Bedales, Petersfield, Hampshire
Bedales was founded by J H Badley in 1893 to be a humane alternative to the authoritarian regimes typical of late-Victorian public schools.
Although Mr Badley's ideas were highly radical for England at that time, in retrospect he can be seen as part of a wider European reform movement (he was the contemporary of Montessori and Steiner).
The school became fully co-educational in 1898; students were given a formal voice by 1916, when the School Council was formed.

It wasnt until much later that I learned he started the fire brigade, the Bedales Corp and started the School Magazine - The Bedales Chronicle....

In 1993 I returned to Bedales to attend the centenary of the school and see his art hanging there specially. It was pretty special.

Seaside Fair
Sailing in the Solent
Corfe Hills from Poole Harbour
Sailing Days
Sailing Boats on The Clyde
There are more thumbnails of his work here.

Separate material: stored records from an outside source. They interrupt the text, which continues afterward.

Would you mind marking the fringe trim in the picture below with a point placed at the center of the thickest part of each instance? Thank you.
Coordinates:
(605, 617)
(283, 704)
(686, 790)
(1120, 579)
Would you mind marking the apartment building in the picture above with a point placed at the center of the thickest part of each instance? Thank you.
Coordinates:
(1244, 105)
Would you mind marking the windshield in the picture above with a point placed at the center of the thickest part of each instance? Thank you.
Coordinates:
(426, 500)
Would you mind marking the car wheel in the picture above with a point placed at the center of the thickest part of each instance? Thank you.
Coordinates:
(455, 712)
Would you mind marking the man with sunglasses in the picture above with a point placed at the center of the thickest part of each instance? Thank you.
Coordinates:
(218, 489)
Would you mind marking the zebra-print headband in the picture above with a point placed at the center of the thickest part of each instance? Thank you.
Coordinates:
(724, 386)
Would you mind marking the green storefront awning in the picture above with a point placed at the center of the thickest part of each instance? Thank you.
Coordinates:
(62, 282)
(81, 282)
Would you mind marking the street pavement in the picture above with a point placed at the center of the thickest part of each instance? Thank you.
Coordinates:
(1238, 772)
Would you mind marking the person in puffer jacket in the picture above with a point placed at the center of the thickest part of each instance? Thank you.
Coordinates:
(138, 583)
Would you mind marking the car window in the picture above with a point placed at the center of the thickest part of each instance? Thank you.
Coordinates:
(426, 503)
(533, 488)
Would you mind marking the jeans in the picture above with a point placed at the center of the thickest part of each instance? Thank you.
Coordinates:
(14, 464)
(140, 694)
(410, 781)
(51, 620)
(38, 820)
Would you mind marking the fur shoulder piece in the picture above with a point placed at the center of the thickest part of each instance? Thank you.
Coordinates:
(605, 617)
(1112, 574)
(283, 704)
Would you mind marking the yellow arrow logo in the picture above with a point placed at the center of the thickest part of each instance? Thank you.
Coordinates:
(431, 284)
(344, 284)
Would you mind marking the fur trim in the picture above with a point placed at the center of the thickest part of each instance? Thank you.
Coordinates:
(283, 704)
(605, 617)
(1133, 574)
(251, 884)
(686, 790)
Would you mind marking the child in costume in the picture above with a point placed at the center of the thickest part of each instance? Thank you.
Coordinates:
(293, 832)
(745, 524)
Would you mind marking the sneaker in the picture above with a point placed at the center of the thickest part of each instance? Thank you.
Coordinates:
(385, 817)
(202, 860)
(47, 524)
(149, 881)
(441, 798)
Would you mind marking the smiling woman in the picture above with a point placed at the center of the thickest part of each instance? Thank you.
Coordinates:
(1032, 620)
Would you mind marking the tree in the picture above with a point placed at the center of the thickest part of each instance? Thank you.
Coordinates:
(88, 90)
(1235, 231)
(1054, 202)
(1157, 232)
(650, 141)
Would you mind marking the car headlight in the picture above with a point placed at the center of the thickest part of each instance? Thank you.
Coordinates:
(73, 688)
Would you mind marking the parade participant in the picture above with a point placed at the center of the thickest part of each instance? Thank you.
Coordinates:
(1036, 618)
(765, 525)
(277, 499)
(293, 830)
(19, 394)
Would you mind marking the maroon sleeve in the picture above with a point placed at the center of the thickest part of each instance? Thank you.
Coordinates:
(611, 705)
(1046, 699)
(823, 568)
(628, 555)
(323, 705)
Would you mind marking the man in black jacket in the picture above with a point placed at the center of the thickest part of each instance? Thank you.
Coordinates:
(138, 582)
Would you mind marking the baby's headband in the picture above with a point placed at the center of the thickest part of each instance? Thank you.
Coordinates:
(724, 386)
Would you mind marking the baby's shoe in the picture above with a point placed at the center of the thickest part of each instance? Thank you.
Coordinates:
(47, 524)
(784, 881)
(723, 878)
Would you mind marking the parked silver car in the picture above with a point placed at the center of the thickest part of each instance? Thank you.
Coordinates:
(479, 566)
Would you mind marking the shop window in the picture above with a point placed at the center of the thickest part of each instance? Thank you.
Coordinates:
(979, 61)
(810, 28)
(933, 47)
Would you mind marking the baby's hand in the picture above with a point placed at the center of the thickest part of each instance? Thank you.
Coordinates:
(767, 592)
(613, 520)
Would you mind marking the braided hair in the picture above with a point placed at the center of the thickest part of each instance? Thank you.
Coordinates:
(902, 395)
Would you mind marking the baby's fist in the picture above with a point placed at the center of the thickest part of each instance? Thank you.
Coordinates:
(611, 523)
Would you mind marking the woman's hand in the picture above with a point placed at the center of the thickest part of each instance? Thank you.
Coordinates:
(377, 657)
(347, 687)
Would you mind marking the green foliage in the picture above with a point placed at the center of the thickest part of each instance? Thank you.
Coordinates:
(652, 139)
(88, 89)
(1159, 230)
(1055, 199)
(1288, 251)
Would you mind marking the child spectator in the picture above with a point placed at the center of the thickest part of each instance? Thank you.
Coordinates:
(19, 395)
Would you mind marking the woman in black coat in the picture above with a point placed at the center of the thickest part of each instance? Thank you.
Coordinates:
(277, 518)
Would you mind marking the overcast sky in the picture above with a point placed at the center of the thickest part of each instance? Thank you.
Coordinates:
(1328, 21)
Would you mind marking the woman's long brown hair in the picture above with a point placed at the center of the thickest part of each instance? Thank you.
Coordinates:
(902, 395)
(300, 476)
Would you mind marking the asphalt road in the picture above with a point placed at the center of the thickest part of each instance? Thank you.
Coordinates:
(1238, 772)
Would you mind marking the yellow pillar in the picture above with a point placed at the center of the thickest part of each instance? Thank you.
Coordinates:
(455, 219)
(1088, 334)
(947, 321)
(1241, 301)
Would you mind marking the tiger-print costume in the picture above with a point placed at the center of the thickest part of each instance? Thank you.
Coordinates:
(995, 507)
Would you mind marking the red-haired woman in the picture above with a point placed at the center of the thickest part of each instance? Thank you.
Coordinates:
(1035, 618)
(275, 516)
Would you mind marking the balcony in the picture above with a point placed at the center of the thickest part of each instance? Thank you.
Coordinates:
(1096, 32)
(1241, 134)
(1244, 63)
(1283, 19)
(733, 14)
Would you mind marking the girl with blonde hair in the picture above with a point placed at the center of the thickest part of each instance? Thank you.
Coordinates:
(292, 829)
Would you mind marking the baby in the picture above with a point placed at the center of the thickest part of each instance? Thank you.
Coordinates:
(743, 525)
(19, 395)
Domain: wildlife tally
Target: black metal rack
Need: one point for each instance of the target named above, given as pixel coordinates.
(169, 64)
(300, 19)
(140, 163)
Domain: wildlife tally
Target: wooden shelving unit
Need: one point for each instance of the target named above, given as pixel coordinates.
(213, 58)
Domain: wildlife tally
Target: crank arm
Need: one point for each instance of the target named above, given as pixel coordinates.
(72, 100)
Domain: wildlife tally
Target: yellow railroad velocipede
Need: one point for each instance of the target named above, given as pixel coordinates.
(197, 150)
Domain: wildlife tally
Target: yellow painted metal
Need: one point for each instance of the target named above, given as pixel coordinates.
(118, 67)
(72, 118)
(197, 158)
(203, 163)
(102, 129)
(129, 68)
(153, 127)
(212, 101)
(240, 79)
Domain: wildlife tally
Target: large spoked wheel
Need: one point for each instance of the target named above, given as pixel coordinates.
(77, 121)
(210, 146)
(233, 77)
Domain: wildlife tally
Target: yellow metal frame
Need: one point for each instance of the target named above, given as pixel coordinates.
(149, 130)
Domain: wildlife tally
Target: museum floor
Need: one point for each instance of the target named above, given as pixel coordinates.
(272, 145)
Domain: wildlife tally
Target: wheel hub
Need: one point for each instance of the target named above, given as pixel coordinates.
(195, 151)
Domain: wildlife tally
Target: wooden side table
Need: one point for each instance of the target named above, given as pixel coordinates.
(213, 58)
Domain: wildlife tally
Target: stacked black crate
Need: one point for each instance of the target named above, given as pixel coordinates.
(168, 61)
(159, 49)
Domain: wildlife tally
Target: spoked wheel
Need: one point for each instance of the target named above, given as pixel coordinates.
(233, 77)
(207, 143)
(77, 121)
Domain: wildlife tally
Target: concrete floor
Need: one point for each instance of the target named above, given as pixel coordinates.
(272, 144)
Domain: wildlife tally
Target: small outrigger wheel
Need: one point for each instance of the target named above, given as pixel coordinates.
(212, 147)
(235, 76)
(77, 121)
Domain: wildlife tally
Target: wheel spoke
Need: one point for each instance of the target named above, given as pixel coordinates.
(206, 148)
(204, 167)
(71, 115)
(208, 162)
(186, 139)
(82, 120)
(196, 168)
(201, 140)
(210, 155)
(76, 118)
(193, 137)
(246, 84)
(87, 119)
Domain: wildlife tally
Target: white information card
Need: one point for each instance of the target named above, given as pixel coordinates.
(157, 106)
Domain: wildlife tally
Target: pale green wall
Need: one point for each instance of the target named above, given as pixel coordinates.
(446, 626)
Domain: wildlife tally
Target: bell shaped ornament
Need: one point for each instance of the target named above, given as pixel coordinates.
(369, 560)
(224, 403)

Some of his work hangs in British displays
National Maritime Museum Cornwall Discovery Quay, Falmouth, Cornwall, England,
At Keyhaven, Hampshire
and also

HMS 'Barham' Offshore

This place would love us... but we are not selling!http://www.british-arts.com/artists-we-buy/leslie-kent-marine-paintings-wanted.html

One of my favourites hangs at my parent's house.
Moonlight over the Pacific was painted on the boat to New Zealand in the 1930's.
I first wrote about it here:http://fourpawsandwhiskers.blogspot.co.nz/2008/12/christmas-pets.html

Moonlight Over the Pacific

The last time I saw him was in 1976. After three months visiting them in the UK I returned to NZ to continue with fourth year vet school. He gave me some money to buy a present so I got a lovely Scheaffer fountain pen and had it inscribed with my name. Fiona Kent.  I used it through all my lectures and exam finals for the next two years and I still use it for special letters nearly forty years later!
Thanks Grandpa. You are certainly not forgotten.